Secondo il Ministro della Salute della Repubblica Democratica del Congo, Samuel Roger Kamba, il tasso di mortalità di questo ceppo può raggiungere il 50%. Attualmente non esiste un vaccino autorizzato né una cura specifica per il ceppo Bundibugyo. I pazienti di solito manifestano febbre nelle fasi iniziali, ma i caratteristici sintomi emorragici compaiono in seguito, rendendo estremamente difficile la diagnosi precoce e l'isolamento. Gli esperti ritengono che il virus possa essersi diffuso silenziosamente nella comunità per lungo tempo prima che i primi casi venissero ufficialmente confermati.
L'Unione Africana (UA) e i Centri africani per il controllo e la prevenzione delle malattie (Africa CDC) hanno lanciato un allarme sul rischio di diffusione della malattia in altri 10 paesi limitrofi, tra cui quelli con elevati volumi commerciali come Kenya, Etiopia e Sud Sudan. Le principali cause individuate sono l'intenso flusso di spostamenti transfrontalieri e l'instabilità della sicurezza, che ostacola gli sforzi di controllo epidemiologico.

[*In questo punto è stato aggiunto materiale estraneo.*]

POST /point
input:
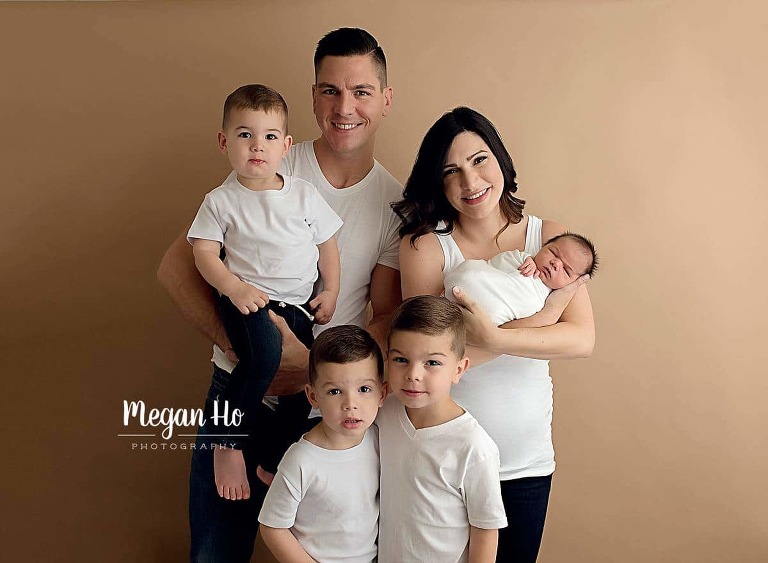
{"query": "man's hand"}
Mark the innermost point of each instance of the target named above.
(247, 298)
(294, 364)
(323, 306)
(479, 326)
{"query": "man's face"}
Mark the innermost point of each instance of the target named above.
(349, 102)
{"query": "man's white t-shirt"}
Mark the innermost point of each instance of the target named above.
(498, 287)
(270, 236)
(369, 235)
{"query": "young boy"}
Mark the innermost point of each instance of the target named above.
(277, 232)
(513, 284)
(323, 504)
(440, 492)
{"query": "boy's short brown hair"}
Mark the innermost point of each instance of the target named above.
(344, 344)
(258, 98)
(427, 314)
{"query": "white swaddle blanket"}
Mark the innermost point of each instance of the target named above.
(497, 286)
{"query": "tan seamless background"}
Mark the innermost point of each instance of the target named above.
(641, 123)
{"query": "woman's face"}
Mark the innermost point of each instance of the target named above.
(472, 178)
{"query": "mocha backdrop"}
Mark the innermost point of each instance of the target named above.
(641, 123)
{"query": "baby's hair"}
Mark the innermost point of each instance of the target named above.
(344, 344)
(427, 314)
(586, 246)
(256, 97)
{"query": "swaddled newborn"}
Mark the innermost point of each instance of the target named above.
(497, 286)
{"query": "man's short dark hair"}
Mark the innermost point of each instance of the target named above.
(427, 314)
(352, 42)
(344, 344)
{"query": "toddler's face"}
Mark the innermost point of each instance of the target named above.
(255, 142)
(561, 262)
(421, 368)
(348, 396)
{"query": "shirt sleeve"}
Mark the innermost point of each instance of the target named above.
(482, 494)
(207, 224)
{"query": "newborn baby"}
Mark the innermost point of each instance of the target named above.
(514, 284)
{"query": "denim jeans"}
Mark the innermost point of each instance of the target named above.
(525, 502)
(258, 345)
(224, 531)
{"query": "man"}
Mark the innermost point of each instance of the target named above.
(350, 97)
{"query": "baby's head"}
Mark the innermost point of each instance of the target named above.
(426, 351)
(346, 372)
(254, 131)
(565, 258)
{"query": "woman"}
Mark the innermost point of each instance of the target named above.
(459, 204)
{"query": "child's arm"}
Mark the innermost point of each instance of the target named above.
(244, 296)
(482, 545)
(284, 545)
(329, 266)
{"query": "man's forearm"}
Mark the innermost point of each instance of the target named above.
(190, 292)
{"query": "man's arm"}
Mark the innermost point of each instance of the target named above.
(386, 296)
(482, 545)
(284, 545)
(190, 292)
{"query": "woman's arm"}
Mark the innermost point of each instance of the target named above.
(191, 294)
(421, 273)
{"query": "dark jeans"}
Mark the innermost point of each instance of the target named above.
(258, 345)
(223, 531)
(525, 501)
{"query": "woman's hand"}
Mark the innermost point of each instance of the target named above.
(479, 326)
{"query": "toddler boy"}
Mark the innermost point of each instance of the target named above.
(440, 493)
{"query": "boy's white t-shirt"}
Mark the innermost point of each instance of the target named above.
(369, 235)
(498, 287)
(270, 236)
(435, 483)
(329, 499)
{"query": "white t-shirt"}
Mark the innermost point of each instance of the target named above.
(367, 237)
(270, 236)
(435, 483)
(329, 499)
(510, 396)
(498, 287)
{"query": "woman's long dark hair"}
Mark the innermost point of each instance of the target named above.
(424, 203)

Per prevenire una catastrofe, il governo della Repubblica Democratica del Congo ha adottato misure drastiche: tutti i voli passeggeri da e per Bunia (epicentro dell'epidemia) sono stati sospesi, ad eccezione dei voli umanitari appositamente autorizzati. Nella regione nord-orientale è stato inoltre imposto il divieto di grandi assembramenti, funerali ed eventi con più di 50 persone.
Per evitare il contagio dai cadaveri, tutte le sepolture delle vittime di Ebola devono essere effettuate sotto stretta sorveglianza.

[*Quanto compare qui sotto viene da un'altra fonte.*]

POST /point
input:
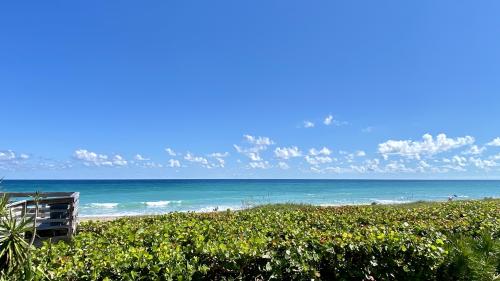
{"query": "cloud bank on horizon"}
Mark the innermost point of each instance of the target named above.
(430, 156)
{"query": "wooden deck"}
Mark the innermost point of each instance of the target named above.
(57, 212)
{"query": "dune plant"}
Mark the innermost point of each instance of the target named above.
(438, 241)
(15, 250)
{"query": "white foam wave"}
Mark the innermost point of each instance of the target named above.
(104, 205)
(388, 201)
(162, 203)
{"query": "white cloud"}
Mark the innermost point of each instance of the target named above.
(318, 160)
(258, 144)
(328, 120)
(139, 157)
(283, 165)
(7, 155)
(259, 165)
(196, 159)
(260, 141)
(360, 153)
(173, 163)
(170, 151)
(323, 151)
(397, 167)
(219, 154)
(494, 142)
(368, 129)
(475, 150)
(308, 124)
(90, 158)
(428, 147)
(287, 152)
(483, 164)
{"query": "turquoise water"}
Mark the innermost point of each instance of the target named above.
(137, 197)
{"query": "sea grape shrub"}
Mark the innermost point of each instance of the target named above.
(407, 242)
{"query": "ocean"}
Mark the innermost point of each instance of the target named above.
(140, 197)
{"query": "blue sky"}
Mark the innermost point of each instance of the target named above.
(395, 89)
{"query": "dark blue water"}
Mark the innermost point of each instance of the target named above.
(135, 197)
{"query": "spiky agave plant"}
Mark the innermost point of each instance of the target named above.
(14, 249)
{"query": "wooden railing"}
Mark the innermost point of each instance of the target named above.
(57, 212)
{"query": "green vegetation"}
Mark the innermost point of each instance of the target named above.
(436, 241)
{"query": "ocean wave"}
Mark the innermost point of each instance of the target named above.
(161, 203)
(104, 205)
(209, 209)
(388, 201)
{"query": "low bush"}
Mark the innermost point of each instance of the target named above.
(438, 241)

Il ministro Samuel Roger Kamba ha sottolineato che il controllo dell'Ebola in questo momento non è solo un compito sanitario, ma "una questione che riguarda tutti". Il governo sta lavorando per riprendere il controllo nelle aree instabili, dispiegando squadre di pronto intervento e rintracciando i contatti nei principali centri commerciali come la regione di Mongwalu.
Ebola variante Bundibugyo
Agente eziologico: ceppo del virus Bundibugyo (appartenente al gruppo Ebola).
Tasso di mortalità: Molto elevato, in media intorno al 50%.

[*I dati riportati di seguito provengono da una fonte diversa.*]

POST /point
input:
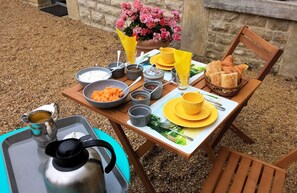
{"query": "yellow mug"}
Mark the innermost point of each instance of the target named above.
(167, 54)
(192, 102)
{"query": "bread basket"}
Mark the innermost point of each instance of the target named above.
(226, 92)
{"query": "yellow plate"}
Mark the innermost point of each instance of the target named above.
(160, 61)
(180, 111)
(153, 60)
(171, 116)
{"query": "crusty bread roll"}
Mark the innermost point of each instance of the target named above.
(240, 69)
(228, 61)
(215, 78)
(229, 80)
(213, 67)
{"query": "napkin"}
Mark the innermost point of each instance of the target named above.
(129, 44)
(182, 64)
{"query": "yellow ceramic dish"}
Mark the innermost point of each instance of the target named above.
(171, 116)
(180, 111)
(154, 60)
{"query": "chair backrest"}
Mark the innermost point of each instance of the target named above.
(259, 46)
(288, 159)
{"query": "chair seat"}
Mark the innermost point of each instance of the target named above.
(237, 172)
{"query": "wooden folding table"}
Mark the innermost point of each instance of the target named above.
(118, 118)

Sintomi: Febbre alta nelle fasi iniziali; affaticamento, vomito; i sintomi emorragici (sanguinamento) di solito compaiono in seguito.
Trattamento: Attualmente non esiste un vaccino e non è stato autorizzato alcun farmaco specifico per il trattamento.
Modalità di trasmissione: contatto diretto con il sangue o i fluidi corporei di una persona infetta, oppure tramite attività comunitarie (come i funerali).
Raccomandazione: avvisate immediatamente le autorità sanitarie se avvertite sintomi sospetti dopo essere rientrati da una zona colpita.